Subpopulations in the US are always portrayed from the point of view of the European American who may have one-sided and stereotypical views of subpopulations that are non-white or of non- European decent whether they are conscious of it or not. The European American or European are sometimes generally portrayed as being ‘cultureless’ and ‘raceless’ and not as having their own point of view but having a view that is seen by their own way of life, as universal, just and right while other groups that are not European decent are portrayed as having a culture and a race. Mostly the former group is always portrayed as uncivilized, underdeveloped, and inferior, sometimes evil, and treacherous by the mass media. People get their perception of Arabs from the media and this becomes like a cycle, stereotype and prejudices thus remains intact.

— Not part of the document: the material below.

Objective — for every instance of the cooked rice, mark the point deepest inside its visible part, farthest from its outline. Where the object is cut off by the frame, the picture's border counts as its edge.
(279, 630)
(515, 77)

The book Orientalism by Said, states that before the attacks on the US on September 11, 2000, the Arab was portrayed in “simplistic stereotypical terms.” In television and films” the Arab was portrayed as an “oversexed savage, a treacherous, if clever, marauder or an oil sheik (824)” who regardless of being seen as ‘inferior,’ lacking “intelligence” or being “uncivilized” and backwards was able to make the West feel as if they are lacking in something that their culture and lifestyle says that they should have and control, such as oil. One hundred million people are seen as all the same despite being located in different regions of the world, always portrayed in large numbers, and seen as being one and the same persons.
Academic knowledge and discourse legitimize colonial rule through its vocabularies and images. Even today while Britain for example, no longer has colonies in almost half of the globe, the effects of colonial rule still rings true today. The countries are seen as having the language of their colonizer as the formal language. People in these previously colonized countries may view themselves as in the way their colonizers viewed them. For example, in Jamaica now there is a phenomenon called “the bleaching” in which people who are dark skinned do not see themselves as beautiful so do things to make their skin seem lighter. This is apparently a result of slavery and colonialism in which to be white and fair was seen as superior and to be black was seen as inferior and subject to the slavery. Even in the media today, problems that occur in countries are sometimes portrayed as having only to do with the third world countries and nothing to do with Western Europe and the United States.